Bandits now, instead of bogies. No longer unknown aircraft, but

hostiles.

“Hang on, Scorp. We’re a mile behind you and coming up buster.”

White vapor curled off his wing tips as he smashed through the sound

barrier.

CHAPTER 2

Wednesday, 18 June

1424 hours Zulu (1524 hours Zone)

Tomcat 201

Near Grotil, Norway

Coyote pulled back hard on the Tomcat’s stick as he throttled into Zone

Five afterburner. Clouds whipped past his aircraft as he climbed.

A village flashed beneath the belly of his aircraft, a collection of huts

and larger buildings, nestled in the green at the head of a meandering fjord.

South sprawled the Jostedalsbre, vastest of mainland Europe’s ice sheets,

sixty miles long and covering hundreds of square miles between up-thrust

mountains. Sunlight flashed from ice fields and frozen rivers like

fire-struck diamond, more intense, more dazzling than sun-dance on the sea,

but Coyote ignored the vista, dividing his attention between the

computer-generated images dancing across the Vertical Display Indicator on his

console and Heads Up Display projected onto the inside surface of his

windscreen.

The VDI showed Scorpion’s aircraft, hard pressed by the four nearest

bandits six thousand feet above Coyote’s Position and almost three miles away.

A second group of four maintained their original heading as they burst from

the mountains of Jotunheim twelve miles to the east, climbing hard, still

thundering toward the Jefferson at Mach 1. “Skywatch, Skywatch,” John-Boy

called over the ICS. “Icewall, Two-oh-one, We have eight bandits, repeat,

eight bandits in two groups, designated Alpha and Bravo. Two-one-eight has

target confirmation on Group Alpha.”

“Icewall, Camelot,” a hard voice said over the radio, and Coyote

recognized the voice of Tombstone Magruder, CAG. “We’re patched in. Priority

target is Group Bravo, Group Bravo. Do you copy?”

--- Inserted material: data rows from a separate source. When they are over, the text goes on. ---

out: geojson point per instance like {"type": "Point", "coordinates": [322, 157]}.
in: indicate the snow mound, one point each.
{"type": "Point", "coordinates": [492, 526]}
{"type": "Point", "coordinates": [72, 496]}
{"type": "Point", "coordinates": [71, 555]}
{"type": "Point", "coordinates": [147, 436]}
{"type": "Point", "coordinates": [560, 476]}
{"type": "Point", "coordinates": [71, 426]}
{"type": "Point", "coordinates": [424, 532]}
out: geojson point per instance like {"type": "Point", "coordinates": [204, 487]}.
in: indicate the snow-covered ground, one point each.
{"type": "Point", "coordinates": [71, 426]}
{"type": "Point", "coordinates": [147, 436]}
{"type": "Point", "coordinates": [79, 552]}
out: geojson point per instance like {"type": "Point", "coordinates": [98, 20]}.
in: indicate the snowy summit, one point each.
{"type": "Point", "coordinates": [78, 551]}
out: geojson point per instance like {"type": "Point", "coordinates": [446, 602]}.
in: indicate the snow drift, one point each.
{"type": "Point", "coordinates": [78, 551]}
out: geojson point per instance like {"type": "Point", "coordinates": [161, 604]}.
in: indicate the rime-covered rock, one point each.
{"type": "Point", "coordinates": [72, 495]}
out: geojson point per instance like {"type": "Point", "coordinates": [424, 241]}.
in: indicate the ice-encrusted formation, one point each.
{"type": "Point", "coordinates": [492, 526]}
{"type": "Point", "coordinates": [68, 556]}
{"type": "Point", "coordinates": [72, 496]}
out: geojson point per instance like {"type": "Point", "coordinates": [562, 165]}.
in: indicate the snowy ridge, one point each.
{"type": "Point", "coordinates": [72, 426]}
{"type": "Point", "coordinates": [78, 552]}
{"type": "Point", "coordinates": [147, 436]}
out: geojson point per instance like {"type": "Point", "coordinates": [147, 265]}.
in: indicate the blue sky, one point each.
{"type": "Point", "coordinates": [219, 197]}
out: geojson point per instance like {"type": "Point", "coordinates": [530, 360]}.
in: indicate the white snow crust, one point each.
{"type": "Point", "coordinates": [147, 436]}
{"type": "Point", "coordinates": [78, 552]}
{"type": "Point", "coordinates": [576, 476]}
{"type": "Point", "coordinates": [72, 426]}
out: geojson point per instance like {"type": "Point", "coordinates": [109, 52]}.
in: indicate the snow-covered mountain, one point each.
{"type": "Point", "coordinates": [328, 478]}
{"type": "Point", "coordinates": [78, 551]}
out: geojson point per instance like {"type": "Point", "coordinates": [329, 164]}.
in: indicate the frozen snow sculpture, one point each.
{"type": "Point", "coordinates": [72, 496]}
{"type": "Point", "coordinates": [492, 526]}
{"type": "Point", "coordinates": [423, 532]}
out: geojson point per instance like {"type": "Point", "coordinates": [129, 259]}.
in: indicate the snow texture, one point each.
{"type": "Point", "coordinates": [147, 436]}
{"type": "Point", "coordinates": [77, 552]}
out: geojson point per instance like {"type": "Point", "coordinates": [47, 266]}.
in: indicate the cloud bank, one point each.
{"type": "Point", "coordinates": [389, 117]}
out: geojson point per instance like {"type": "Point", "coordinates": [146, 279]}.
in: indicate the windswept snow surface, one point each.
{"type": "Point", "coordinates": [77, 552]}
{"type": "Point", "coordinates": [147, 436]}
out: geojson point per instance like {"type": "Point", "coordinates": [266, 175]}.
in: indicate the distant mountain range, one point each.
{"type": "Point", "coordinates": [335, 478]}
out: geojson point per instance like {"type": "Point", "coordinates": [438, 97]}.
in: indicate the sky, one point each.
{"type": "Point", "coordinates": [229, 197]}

Coyote hesitated. His wingman was tangling with the four Russian MiGs of

Alpha, but CIC was ordering him to close with the other four targets, Bravo,

still unidentified and still holding a straight-line course aimed at the

Jefferson.

“Two-oh-one copies,” he said tersely. “Engaging.”

The orders made sense, in a cold and calculating way. Alpha was probably

a fighter escort for something bigger, a quartet of Backfires, possibly,

lumbering aircraft like the ones that had plastered Keflavik with AS-4

air-to-surface missiles a few days before. Those planes could not be allowed

anywhere close to Jefferson, not without risking a devastating air-to-surface

missile strike against the floating airfield.

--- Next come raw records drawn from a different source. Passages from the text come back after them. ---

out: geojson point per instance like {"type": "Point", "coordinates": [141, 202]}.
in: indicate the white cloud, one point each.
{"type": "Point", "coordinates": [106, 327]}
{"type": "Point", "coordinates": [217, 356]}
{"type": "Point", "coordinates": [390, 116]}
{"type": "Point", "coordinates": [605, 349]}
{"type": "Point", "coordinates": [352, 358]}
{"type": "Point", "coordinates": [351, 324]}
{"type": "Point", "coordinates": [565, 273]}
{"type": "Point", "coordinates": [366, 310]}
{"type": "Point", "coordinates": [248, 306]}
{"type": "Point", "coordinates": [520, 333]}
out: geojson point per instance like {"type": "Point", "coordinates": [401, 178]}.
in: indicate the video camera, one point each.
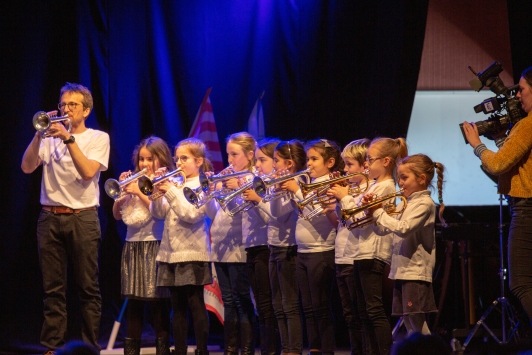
{"type": "Point", "coordinates": [504, 100]}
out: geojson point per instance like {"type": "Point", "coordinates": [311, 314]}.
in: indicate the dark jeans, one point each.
{"type": "Point", "coordinates": [184, 297]}
{"type": "Point", "coordinates": [345, 279]}
{"type": "Point", "coordinates": [285, 296]}
{"type": "Point", "coordinates": [259, 278]}
{"type": "Point", "coordinates": [315, 275]}
{"type": "Point", "coordinates": [520, 252]}
{"type": "Point", "coordinates": [234, 284]}
{"type": "Point", "coordinates": [160, 317]}
{"type": "Point", "coordinates": [368, 282]}
{"type": "Point", "coordinates": [76, 237]}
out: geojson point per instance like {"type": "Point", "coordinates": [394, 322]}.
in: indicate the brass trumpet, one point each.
{"type": "Point", "coordinates": [115, 188]}
{"type": "Point", "coordinates": [149, 186]}
{"type": "Point", "coordinates": [266, 188]}
{"type": "Point", "coordinates": [390, 208]}
{"type": "Point", "coordinates": [316, 193]}
{"type": "Point", "coordinates": [199, 195]}
{"type": "Point", "coordinates": [233, 202]}
{"type": "Point", "coordinates": [42, 122]}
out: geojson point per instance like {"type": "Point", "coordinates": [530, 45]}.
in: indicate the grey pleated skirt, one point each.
{"type": "Point", "coordinates": [185, 273]}
{"type": "Point", "coordinates": [139, 271]}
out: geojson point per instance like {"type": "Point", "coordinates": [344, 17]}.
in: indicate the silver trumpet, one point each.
{"type": "Point", "coordinates": [266, 189]}
{"type": "Point", "coordinates": [233, 202]}
{"type": "Point", "coordinates": [115, 188]}
{"type": "Point", "coordinates": [199, 195]}
{"type": "Point", "coordinates": [42, 122]}
{"type": "Point", "coordinates": [150, 188]}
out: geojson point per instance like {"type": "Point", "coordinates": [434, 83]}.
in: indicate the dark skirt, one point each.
{"type": "Point", "coordinates": [185, 273]}
{"type": "Point", "coordinates": [139, 271]}
{"type": "Point", "coordinates": [413, 296]}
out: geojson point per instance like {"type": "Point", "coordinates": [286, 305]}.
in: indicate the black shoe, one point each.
{"type": "Point", "coordinates": [131, 346]}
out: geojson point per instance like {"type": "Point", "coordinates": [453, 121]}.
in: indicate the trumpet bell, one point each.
{"type": "Point", "coordinates": [42, 122]}
{"type": "Point", "coordinates": [112, 188]}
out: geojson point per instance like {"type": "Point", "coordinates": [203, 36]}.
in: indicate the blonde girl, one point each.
{"type": "Point", "coordinates": [229, 255]}
{"type": "Point", "coordinates": [414, 244]}
{"type": "Point", "coordinates": [354, 157]}
{"type": "Point", "coordinates": [371, 251]}
{"type": "Point", "coordinates": [256, 234]}
{"type": "Point", "coordinates": [315, 254]}
{"type": "Point", "coordinates": [288, 156]}
{"type": "Point", "coordinates": [138, 266]}
{"type": "Point", "coordinates": [184, 253]}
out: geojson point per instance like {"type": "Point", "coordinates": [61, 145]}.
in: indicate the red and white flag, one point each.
{"type": "Point", "coordinates": [204, 128]}
{"type": "Point", "coordinates": [213, 297]}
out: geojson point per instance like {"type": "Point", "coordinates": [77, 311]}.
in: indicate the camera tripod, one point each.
{"type": "Point", "coordinates": [509, 326]}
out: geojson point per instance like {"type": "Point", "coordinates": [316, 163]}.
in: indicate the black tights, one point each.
{"type": "Point", "coordinates": [159, 313]}
{"type": "Point", "coordinates": [183, 297]}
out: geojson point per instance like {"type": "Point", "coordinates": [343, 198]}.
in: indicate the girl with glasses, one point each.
{"type": "Point", "coordinates": [184, 254]}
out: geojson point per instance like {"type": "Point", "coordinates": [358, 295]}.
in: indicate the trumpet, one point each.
{"type": "Point", "coordinates": [266, 188]}
{"type": "Point", "coordinates": [316, 193]}
{"type": "Point", "coordinates": [115, 188]}
{"type": "Point", "coordinates": [42, 122]}
{"type": "Point", "coordinates": [199, 195]}
{"type": "Point", "coordinates": [233, 202]}
{"type": "Point", "coordinates": [149, 187]}
{"type": "Point", "coordinates": [327, 184]}
{"type": "Point", "coordinates": [390, 208]}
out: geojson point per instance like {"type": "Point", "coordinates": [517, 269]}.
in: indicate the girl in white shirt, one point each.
{"type": "Point", "coordinates": [184, 253]}
{"type": "Point", "coordinates": [256, 233]}
{"type": "Point", "coordinates": [288, 156]}
{"type": "Point", "coordinates": [414, 244]}
{"type": "Point", "coordinates": [354, 156]}
{"type": "Point", "coordinates": [315, 259]}
{"type": "Point", "coordinates": [371, 250]}
{"type": "Point", "coordinates": [144, 233]}
{"type": "Point", "coordinates": [229, 256]}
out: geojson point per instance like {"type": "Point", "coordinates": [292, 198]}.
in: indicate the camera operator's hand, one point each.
{"type": "Point", "coordinates": [471, 133]}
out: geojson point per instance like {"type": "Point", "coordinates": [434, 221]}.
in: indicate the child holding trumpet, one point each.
{"type": "Point", "coordinates": [144, 233]}
{"type": "Point", "coordinates": [354, 156]}
{"type": "Point", "coordinates": [372, 251]}
{"type": "Point", "coordinates": [414, 244]}
{"type": "Point", "coordinates": [184, 253]}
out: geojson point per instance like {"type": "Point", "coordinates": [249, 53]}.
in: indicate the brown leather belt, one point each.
{"type": "Point", "coordinates": [66, 210]}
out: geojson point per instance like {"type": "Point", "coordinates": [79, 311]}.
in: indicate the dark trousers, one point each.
{"type": "Point", "coordinates": [159, 313]}
{"type": "Point", "coordinates": [520, 252]}
{"type": "Point", "coordinates": [368, 282]}
{"type": "Point", "coordinates": [183, 298]}
{"type": "Point", "coordinates": [315, 275]}
{"type": "Point", "coordinates": [285, 297]}
{"type": "Point", "coordinates": [76, 237]}
{"type": "Point", "coordinates": [345, 279]}
{"type": "Point", "coordinates": [259, 278]}
{"type": "Point", "coordinates": [239, 313]}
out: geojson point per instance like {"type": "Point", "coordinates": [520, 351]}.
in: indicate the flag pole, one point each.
{"type": "Point", "coordinates": [199, 109]}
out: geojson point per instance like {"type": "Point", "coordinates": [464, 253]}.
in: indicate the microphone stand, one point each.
{"type": "Point", "coordinates": [506, 309]}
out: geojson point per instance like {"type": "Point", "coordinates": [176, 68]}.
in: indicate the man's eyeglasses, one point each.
{"type": "Point", "coordinates": [371, 160]}
{"type": "Point", "coordinates": [71, 105]}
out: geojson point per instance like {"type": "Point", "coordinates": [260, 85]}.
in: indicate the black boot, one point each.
{"type": "Point", "coordinates": [247, 345]}
{"type": "Point", "coordinates": [268, 340]}
{"type": "Point", "coordinates": [131, 346]}
{"type": "Point", "coordinates": [231, 338]}
{"type": "Point", "coordinates": [162, 346]}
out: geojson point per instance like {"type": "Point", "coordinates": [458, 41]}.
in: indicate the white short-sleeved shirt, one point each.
{"type": "Point", "coordinates": [61, 183]}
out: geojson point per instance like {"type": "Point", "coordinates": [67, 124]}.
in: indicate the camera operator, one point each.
{"type": "Point", "coordinates": [513, 164]}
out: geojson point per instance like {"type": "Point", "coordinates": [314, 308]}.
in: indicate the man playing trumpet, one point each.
{"type": "Point", "coordinates": [68, 226]}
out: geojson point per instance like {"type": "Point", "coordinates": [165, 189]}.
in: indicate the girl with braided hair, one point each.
{"type": "Point", "coordinates": [414, 243]}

But chasing Bravo meant leaving Scorpion and Juggler in a one-on-four

scrap for several crucial minutes … an eternity in air-to-air combat.

“Range to Bravo now ten miles,” John-Boy said.

“We’ll go for Phoenix kill,” Coyote decided.

“Roger. Targeting.”

The AIM-54 Phoenix was a long-range killer, able to radar-home on a

target over one hundred miles away. Using the million-dollar missile against

a target a scant ten miles distant seemed a waste … but that was extreme

range for heat-seeking Sidewinders, and his AIM-7M Sparrows, though they had a

range of sixty miles or better, were semiactive radar homers. That meant that

he would have to hold the Tomcat steadily on course, painting the targets with

radar as the SARH missiles homed for a kill … and right now his wingman was

in trouble.

“I have target lock,” John-Boy announced. “Bravo-one at ten miles.”